News Turkey detains 60, including doctors and civil servants, over Gülen links

Turkey detains 60, including doctors and civil servants, over Gülen links

Turkish authorities on Tuesday detained 60 people, including civil servants and doctors, in two operations across multiple provinces as part of an ongoing crackdown on the faith-based Gülen movement.

According to the state-run TRT Haber, in one operation led by the Mersin Chief Public Prosecutor’s Office, 43 people, including three current and 16 former civil servants dismissed by government decrees, were detained.

The detentions took place in Mersin and seven other provinces, including İstanbul and Ankara.

The detainees are accused of providing financial support to families of individuals imprisoned or dismissed from their jobs over alleged links to the movement. Legal procedures against them were initiated following their detention.

In a separate operation led by the İstanbul Police Department, officers detained 17 people, including 15 doctors working at public hospitals, across 12 provinces.

The detainees are accused of engaging in activities linked to the Gülen movement, including participating in an alleged exam preparation network tied to the movement to succeed in Turkey’s Medical Specialty Exam (TUS), contacting members through pay phones and past use of ByLock, an encrypted messaging application once widely available on Apple’s App Store and Google Play that Turkish authorities claim served as a secret communication tool for Gülen movement supporters.
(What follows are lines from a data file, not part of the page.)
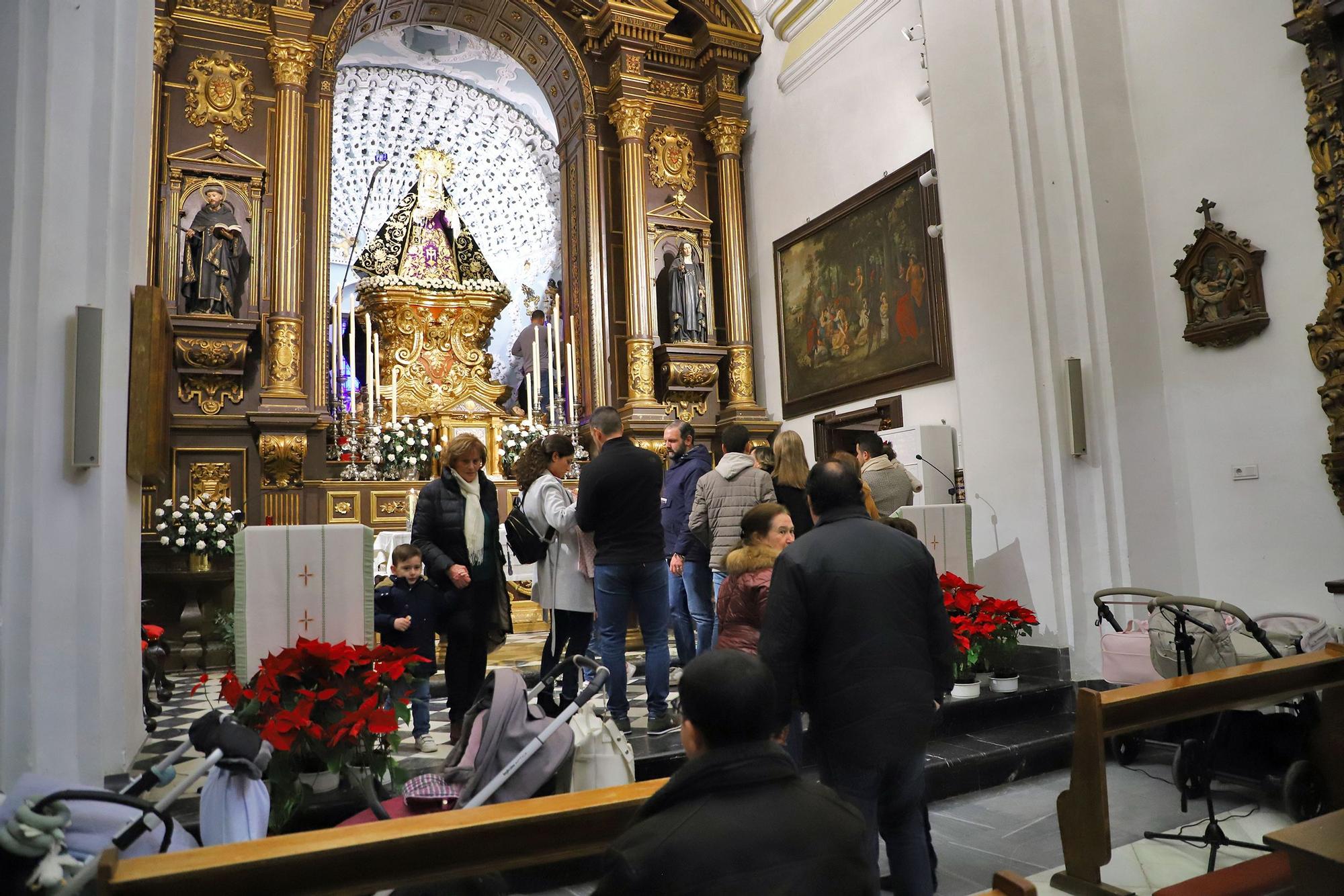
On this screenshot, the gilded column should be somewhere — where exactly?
[262,36,317,398]
[145,16,175,286]
[606,97,661,411]
[704,116,759,411]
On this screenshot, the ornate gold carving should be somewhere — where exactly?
[625,339,653,402]
[187,50,253,133]
[177,0,270,21]
[649,78,700,102]
[704,116,747,156]
[266,38,317,90]
[266,317,302,395]
[257,433,308,489]
[188,462,234,504]
[728,345,755,404]
[360,285,508,414]
[606,97,653,142]
[649,125,695,189]
[1289,0,1344,512]
[177,373,243,415]
[173,336,247,371]
[155,16,175,70]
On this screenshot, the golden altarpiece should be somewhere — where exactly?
[142,0,777,666]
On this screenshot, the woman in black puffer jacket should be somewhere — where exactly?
[411,434,513,743]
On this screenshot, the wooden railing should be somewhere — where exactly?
[98,779,1036,896]
[1051,643,1344,896]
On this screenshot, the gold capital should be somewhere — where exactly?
[155,16,173,69]
[704,116,747,156]
[266,38,317,90]
[606,97,653,142]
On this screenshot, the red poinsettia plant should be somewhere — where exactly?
[938,572,1039,682]
[219,638,425,830]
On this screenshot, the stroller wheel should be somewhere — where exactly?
[1172,737,1208,798]
[1110,735,1144,766]
[1284,759,1325,821]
The so-called “payphone investigations” are based on call records. The prosecutors allege that a member of the Gülen movement used the same payphone to consecutively call their contacts. Based on that assumption, when an alleged member of the movement is found in call records, it is assumed that the other numbers called right before or after that call also belong to people with Gülen links. The authorities do not possess the content of the calls in question.

Turkish President Recep Tayyip Erdoğan has targeted followers of the Gülen movement, inspired by the late Muslim cleric Fethullah Gülen, since corruption investigations in December 2013 implicated him as well as some members of his family and inner circle. He dismissed the probes as a Gülenist conspiracy and later designated the movement as a terrorist organization in May 2016, intensifying a sweeping crackdown after a coup attempt in July of the same year that he accused Gülen of orchestrating. The movement denies involvement in the coup attempt or any terrorist activity.

According to the latest figures from the Justice Ministry, more than 126,000 people have been convicted for alleged links to the movement since 2016, with 11,085 still in prison. Legal proceedings are ongoing for over 24,000 individuals, while another 58,000 remain under active investigation nearly a decade later.

In addition to the thousands who were jailed, scores of other Gülen movement followers had to flee Turkey to avoid the government crackdown.